Reportage und Talk: Versäumnisse beim Artenschutz

2. Nov.
Biber, Fischotter, Kormorane und wieder heimisch gewordene Wölfe sind streng geschützt, mitunter richten sie jedoch beträchtlichen Schaden an. Die Servus Reportage spricht mit Tierschützern, Wildbiologen, betroffenen Landwirten sowie Schaf- und Fischzüchtern. Im Anschluss widmet sich auch der Talk im Hangar-7 diesem Thema.

Servus Reportage zum Thema „Artenschutz auf Abwegen“, am Donnerstag, 3. November um 21:10 Uhr bei ServusTV Österreich.

Talk im Hangar-7 zum Thema „Wilder Wolf, gefräßiger Otter: Zu viel Schutz für Räuber?“, am Donnerstag, 3. November um 22:10 Uhr bei ServusTV Österreich und am Freitag, 4. November um 22:40 Uhr bei ServusTV Deutschland.

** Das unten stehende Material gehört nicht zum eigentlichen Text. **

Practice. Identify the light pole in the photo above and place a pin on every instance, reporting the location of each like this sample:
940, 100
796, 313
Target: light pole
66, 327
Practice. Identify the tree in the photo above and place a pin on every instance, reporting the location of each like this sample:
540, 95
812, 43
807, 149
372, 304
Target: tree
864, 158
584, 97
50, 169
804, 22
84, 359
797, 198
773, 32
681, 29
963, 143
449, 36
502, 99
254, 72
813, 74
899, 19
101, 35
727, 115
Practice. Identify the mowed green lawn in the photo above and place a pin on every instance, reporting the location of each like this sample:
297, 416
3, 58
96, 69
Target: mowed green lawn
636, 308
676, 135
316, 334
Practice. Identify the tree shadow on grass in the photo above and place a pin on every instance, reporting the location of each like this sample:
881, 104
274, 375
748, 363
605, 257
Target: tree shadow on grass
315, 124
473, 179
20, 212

Jeweils nach Ausstrahlung abrufbar in der Mediathek bei ServusTV On.

Der Wolf steht in Österreich seit rund 50 Jahren unter strengem Schutz – eine Regelung, gegen die sich Widerstand formiert. Der Beutegreifer jagt immer öfter auf Almen und in der Nähe von Siedlungen, damit bringt der Wolf Bauern und Landwirte zur Verzweiflung. Bei anderen Tieren ist der Artenschutz jedoch willkommen, wenn beispielsweise Anrainer um ihre Lebensqualität fürchten. Kormorane fressen tonnenweise Fische, die Netze am Bodensee bleiben leer. Der Biber gestaltet ungestört die Landschaft und fällt Bäume um. Wann soll der Mensch eingreifen? Und was ist wichtiger: Der Schutz von Tieren, von Schnecken und Käfern, die einen Baustopp verursachen, wie in Köstendorf bei Salzburg - oder der Bau eines neuen Kraftwerks, der dazu beiträgt sich von russischem Gas und Öl zu lösen?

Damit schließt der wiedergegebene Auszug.